In an embodiment of the present application, the method for determining whether the target point under the viewing angle of the virtual camera is blocked under the currently selected closest viewing angle of the monitoring camera includes: calculating a first depth value of the target point under the view angle of the selected monitoring camera according to the currently selected internal and external parameters of the closest monitoring camera; acquiring a second depth value corresponding to the target point on the monitoring depth image according to the currently selected monitoring depth image corresponding to the closest monitoring camera; judging whether the first depth value is larger than the second depth value; if yes, judging that the screen is blocked; if not, the image is judged not to be shielded.
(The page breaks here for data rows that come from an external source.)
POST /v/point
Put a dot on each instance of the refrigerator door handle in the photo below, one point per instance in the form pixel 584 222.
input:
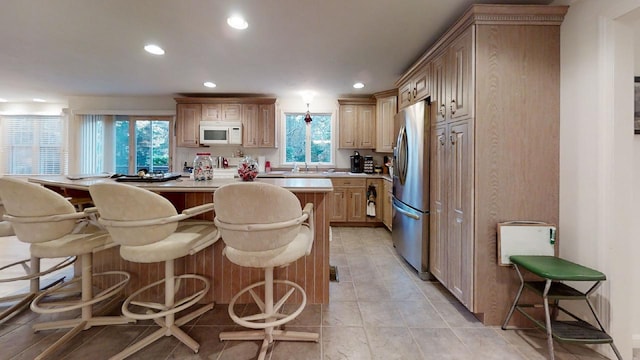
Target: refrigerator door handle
pixel 405 212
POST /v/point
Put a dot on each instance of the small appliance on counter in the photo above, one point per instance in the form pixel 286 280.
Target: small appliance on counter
pixel 368 164
pixel 356 162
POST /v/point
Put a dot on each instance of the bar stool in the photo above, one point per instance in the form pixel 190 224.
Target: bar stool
pixel 263 226
pixel 18 302
pixel 149 229
pixel 50 223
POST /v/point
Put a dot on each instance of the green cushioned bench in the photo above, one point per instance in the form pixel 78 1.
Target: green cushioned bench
pixel 554 271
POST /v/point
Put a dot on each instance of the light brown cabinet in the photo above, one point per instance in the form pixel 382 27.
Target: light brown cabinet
pixel 386 109
pixel 490 142
pixel 257 115
pixel 258 125
pixel 374 189
pixel 188 125
pixel 451 222
pixel 348 201
pixel 387 203
pixel 415 86
pixel 222 112
pixel 357 124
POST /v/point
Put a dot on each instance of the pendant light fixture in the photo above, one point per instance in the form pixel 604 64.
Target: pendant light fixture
pixel 307 116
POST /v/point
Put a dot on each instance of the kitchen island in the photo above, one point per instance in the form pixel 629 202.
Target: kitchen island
pixel 310 272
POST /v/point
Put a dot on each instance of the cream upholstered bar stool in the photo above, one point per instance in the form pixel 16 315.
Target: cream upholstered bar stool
pixel 149 229
pixel 23 270
pixel 263 226
pixel 50 223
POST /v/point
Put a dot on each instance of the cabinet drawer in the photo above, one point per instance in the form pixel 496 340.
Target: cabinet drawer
pixel 346 182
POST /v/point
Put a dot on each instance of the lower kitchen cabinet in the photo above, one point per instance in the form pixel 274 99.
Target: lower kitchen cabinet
pixel 348 201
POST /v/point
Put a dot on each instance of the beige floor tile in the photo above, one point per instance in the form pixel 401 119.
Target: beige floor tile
pixel 379 309
pixel 388 343
pixel 380 314
pixel 371 290
pixel 440 344
pixel 420 314
pixel 341 313
pixel 342 291
pixel 345 343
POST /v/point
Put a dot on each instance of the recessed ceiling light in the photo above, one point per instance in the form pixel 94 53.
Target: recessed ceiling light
pixel 154 49
pixel 237 22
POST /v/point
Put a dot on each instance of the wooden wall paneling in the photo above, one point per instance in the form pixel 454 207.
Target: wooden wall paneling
pixel 518 172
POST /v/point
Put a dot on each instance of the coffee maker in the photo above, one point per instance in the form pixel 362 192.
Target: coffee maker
pixel 356 162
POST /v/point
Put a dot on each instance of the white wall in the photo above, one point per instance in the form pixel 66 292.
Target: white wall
pixel 600 157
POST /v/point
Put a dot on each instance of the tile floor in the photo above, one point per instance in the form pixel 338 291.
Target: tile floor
pixel 378 310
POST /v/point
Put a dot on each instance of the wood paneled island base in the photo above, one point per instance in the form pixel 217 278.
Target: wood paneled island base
pixel 227 279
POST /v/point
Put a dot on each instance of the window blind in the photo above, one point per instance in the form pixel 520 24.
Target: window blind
pixel 32 145
pixel 92 135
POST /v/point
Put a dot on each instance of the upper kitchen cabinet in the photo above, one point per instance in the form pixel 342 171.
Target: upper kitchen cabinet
pixel 188 125
pixel 222 112
pixel 495 106
pixel 257 115
pixel 414 85
pixel 386 109
pixel 357 123
pixel 259 128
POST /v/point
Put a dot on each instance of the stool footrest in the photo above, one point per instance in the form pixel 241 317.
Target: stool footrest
pixel 557 290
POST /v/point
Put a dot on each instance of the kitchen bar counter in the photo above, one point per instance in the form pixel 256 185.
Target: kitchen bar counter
pixel 188 185
pixel 310 272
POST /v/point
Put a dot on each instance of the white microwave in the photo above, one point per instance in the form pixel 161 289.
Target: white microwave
pixel 219 133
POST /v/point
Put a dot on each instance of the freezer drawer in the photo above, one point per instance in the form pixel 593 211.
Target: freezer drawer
pixel 411 237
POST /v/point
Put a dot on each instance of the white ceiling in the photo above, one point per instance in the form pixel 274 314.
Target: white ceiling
pixel 56 49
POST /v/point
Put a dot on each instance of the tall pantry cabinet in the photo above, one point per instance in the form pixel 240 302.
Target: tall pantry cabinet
pixel 495 77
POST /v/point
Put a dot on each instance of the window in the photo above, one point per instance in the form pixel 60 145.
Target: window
pixel 125 144
pixel 308 143
pixel 32 145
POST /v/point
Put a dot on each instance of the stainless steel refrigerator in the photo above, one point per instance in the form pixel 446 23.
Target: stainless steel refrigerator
pixel 411 186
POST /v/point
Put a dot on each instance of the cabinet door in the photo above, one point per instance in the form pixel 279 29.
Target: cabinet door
pixel 356 202
pixel 439 92
pixel 386 110
pixel 267 126
pixel 379 199
pixel 366 127
pixel 338 205
pixel 188 125
pixel 460 231
pixel 461 76
pixel 405 95
pixel 211 112
pixel 421 88
pixel 438 214
pixel 250 125
pixel 231 112
pixel 347 126
pixel 387 209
In an embodiment of the present application, a formula for calculating a first depth value of the target point under the view angle of the selected monitoring camera according to the currently selected internal and external parameters of the monitoring camera is as follows:

wherein X, Y, Z is the three-dimensional coordinates of the target point in the three-dimensional model data; x and y are two-dimensional coordinates of the target point under the physical coordinate system of the selected monitoring camera; r, T, K are the inside-outside parameters of the monitoring camera and d is the depth value of the target point at the view angle of the selected monitoring camera.

In an embodiment of the present application, the method for determining whether the target point under the viewing angle of the virtual camera is blocked under the currently selected closest viewing angle of the monitoring camera further includes: presetting an offset to judge whether the first depth value is larger than the sum of the second depth value and the offset; if yes, judging that the screen is blocked; if not, the image is judged not to be shielded.

In an embodiment of the present application, the internal and external parameters and the video data of the plurality of monitoring cameras are obtained after being processed in a binary format.

In an embodiment of the present application, the scene model color map is a static scene color map obtained according to the three-dimensional scene model; the scene color map contains color data of different resolutions to match different pixel accuracies in the three-dimensional scene model.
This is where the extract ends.